The recent approval of 5 nucleoside/tide analogs—entecavir, telbivudine, and tenofovir—is providing new hope for improved management of pretransplant and posttransplant hepatitis B patients.2 These new drugs should provide better options for safe and effective rescue therapy for patients with LAM-resistant strains and alternative first-line antiviral therapy with more rapid and potent antiviral activity and a lower rate of resistance for treatment-naive patients.

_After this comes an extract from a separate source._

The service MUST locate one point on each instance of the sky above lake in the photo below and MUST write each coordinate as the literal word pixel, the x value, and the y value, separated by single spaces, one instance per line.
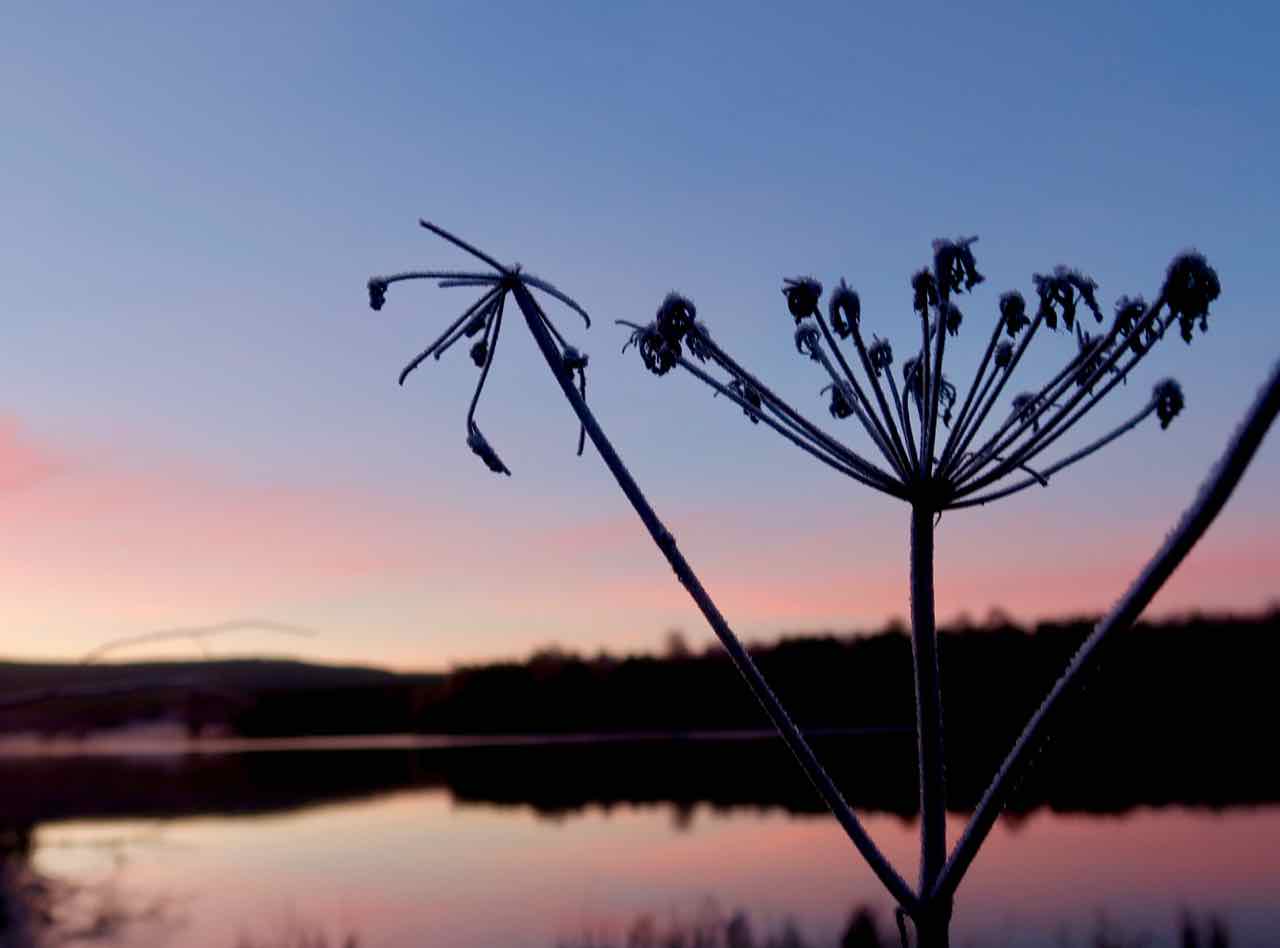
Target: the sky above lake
pixel 200 421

Tenofovir has been shown to inhibit replication of wild-type and LAM-resistant HBV more potently than ADV. Tenofovir is potentially nephrotoxic but has a better therapeutic ratio and may be superior to ADV in patients who need dose adjustments because of renal insufficiency. It can be used in combination with emtricitabine in a single pill to prevent antiviral drug resistance, as shown in HIV-infected patients. Entecavir is approved for the treatment of wild-type and LAM-resistant HBV. However, its activity against LAM-resistant HBV is lower than its activity against wild-type HBV, despite the use of a higher dose (1 mg of entecavir daily). These data indicate that entecavir is not an ideal rescue therapy for patients with LAM-resistant HBV. Telbivudine is more effective against wild-type HBV than LAM; it inhibits ADV-resistant mutants but not LAM-resistant strains. It has, however, a higher resistance rate than entecavir and tenofovir. Clinical trials are ongoing to determine the respective roles of all these new antivirals and the best treatment regimen in patients with decompensated cirrhosis.
In the last few years, the availability of the first oral anti-HBV agents has allowed us to stabilize most patients with decompensated cirrhosis for liver transplantation and to improve significantly the prophylaxis of HBV recurrence on the graft. The approval of the new generation of antivirals is opening new perspectives for finding the optimal antiviral treatment for patients with decompensated cirrhosis, preventing antiviral resistance, and decreasing the need for HBIG in the posttransplant setting. A combination of antivirals may be one of the future strategies for fulfilling these goals, and all these new developments are providing a clearer horizon for the management of these severely ill patients.